Conforme alude o Parágrafo único do Art. Art. 294. do Código de processo Civil, in verbis:

 

“Art. 294. A tutela provisória pode fundamentar-se em urgência ou evidência. (...)

 

Parágrafo único.  A tutela provisória de urgência, cautelar ou antecipada, pode ser concedida em caráter antecedente ou incidental.

 

A urgência ou evidência das alegações pode ser corroborada simplesmente com a análise da documentação em anexo, a qual demonstra incapacidade laborativa da autora.

 

Assim sendo, não pode a Autora continuar sofrendo pela falta de recursos financeiros para sua manutenção e da sua família quando teria que obrigatoriamente estar percebendo o benefício de auxílio-doença ou aposentadoria por invalidez e realizado tratamento médico, ao invés de encontrar-se passando dificuldades financeiras e dependendo da ajuda de terceiros para alimentar-se.

 

Diante de todo o exposto, está evidente a prática abusiva na relação de seguro social, devendo ser concedido o benefício de auxílio-doença imediatamente.

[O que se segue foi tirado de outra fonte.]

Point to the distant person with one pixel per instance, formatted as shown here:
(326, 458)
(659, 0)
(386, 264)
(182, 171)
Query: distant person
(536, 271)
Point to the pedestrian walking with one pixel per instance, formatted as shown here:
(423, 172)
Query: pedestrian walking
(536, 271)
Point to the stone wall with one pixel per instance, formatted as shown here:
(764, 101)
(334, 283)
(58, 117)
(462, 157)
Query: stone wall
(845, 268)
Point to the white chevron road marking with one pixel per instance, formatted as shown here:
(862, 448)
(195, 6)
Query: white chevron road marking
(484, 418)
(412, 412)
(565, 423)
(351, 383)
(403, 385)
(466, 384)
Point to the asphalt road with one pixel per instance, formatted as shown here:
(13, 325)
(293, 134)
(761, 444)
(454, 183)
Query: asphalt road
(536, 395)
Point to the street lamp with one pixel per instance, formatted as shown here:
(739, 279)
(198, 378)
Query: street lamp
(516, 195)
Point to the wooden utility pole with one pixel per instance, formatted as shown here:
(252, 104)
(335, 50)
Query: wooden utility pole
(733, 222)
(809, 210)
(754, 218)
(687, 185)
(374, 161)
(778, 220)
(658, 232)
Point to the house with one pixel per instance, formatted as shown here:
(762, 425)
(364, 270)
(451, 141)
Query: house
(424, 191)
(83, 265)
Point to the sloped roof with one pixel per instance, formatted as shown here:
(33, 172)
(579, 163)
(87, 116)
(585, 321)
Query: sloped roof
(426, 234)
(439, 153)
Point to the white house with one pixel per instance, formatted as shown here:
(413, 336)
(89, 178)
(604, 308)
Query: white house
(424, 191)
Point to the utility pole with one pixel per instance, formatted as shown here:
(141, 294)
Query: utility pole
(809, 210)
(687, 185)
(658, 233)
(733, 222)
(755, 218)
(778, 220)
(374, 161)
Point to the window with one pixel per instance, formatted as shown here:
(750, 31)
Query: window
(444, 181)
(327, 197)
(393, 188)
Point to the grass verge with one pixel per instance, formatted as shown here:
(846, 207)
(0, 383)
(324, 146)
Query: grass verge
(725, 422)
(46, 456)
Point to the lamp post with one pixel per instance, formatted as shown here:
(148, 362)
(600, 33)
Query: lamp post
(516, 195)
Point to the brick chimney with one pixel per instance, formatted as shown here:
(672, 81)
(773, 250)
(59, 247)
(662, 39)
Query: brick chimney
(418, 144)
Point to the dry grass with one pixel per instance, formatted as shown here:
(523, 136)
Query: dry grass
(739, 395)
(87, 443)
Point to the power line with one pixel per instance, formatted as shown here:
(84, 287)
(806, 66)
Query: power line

Ademais, são inegáveis os danos causados à Autora, decorrentes da conduta ilícita da parte Ré.

 

IV - DOS PEDIDOS

Diante do exposto, requer:

1. A citação da autarquia ré, na pessoa do seu representante legal, no endereço retromencionado, usando-se para as diligências citatórias e intimatórias os favores dos artigos 230, 231 e Art. 247 seus incisos e parágrafos, todos do Código de Processo Civil.

 

2. Conceder à Requerente o benefício de AUXÍLIO-DOENÇA, desde 06/06/2013;

 

3. Posterior conversão em APOSENTADORIA POR INVALIDEZ, a partir da data da efetiva constatação da total e permanente incapacidade;

 

4. A condenação da autarquia ré a pagar as parcelas vencidas e vincendas, monetariamente corrigidas desde o respectivo vencimento e acrescidas de juros de mora, incidentes até a data do efetivo pagamento;

 

5. Custas processuais, despesas emergentes, correção monetária e juros de mora sobre o total da condenação;

 

6. Honorários Advocatícios a serem arbitrados na porcentagem que melhor entender este Douto Juízo;

 

7. Os benefícios da Justiça Gratuita, em concordância com a Lei nº 1.060/50 com as alterações introduzidas pela Lei nº 7288/84, por serem pessoas pobres na acepção jurídica do termo e não reunirem condições de arcar com as despesas e custas processuais sem prejuízo de sua própria subsistência, face a declaração de pobreza ora juntada;

 

Requer provar o alegado por todos os meios de provas em direito admitidos, especialmente pelo depoimento pessoal do representante legal da Ré, sob pena de confissão, oitiva de testemunhas, perícias, vistorias, juntada de novos documentos e demais provas que se fizeram necessárias;

 

Sejam as INTIMAÇÕES realizadas em nome dos advogados ;

 

Estando ciente de que os valores postulados perante este MM. Juízo Especial Federal Previdenciário não poderão exceder a sessenta (60) salários-mínimos dá-se à causa o valor de R$ 00.000,00 (cinquenta e dois mil e oitocentos e reais).

 

Termos em que,

Pede deferimento.

 

         Sorocaba/SP, 11 de janeiro de 2021.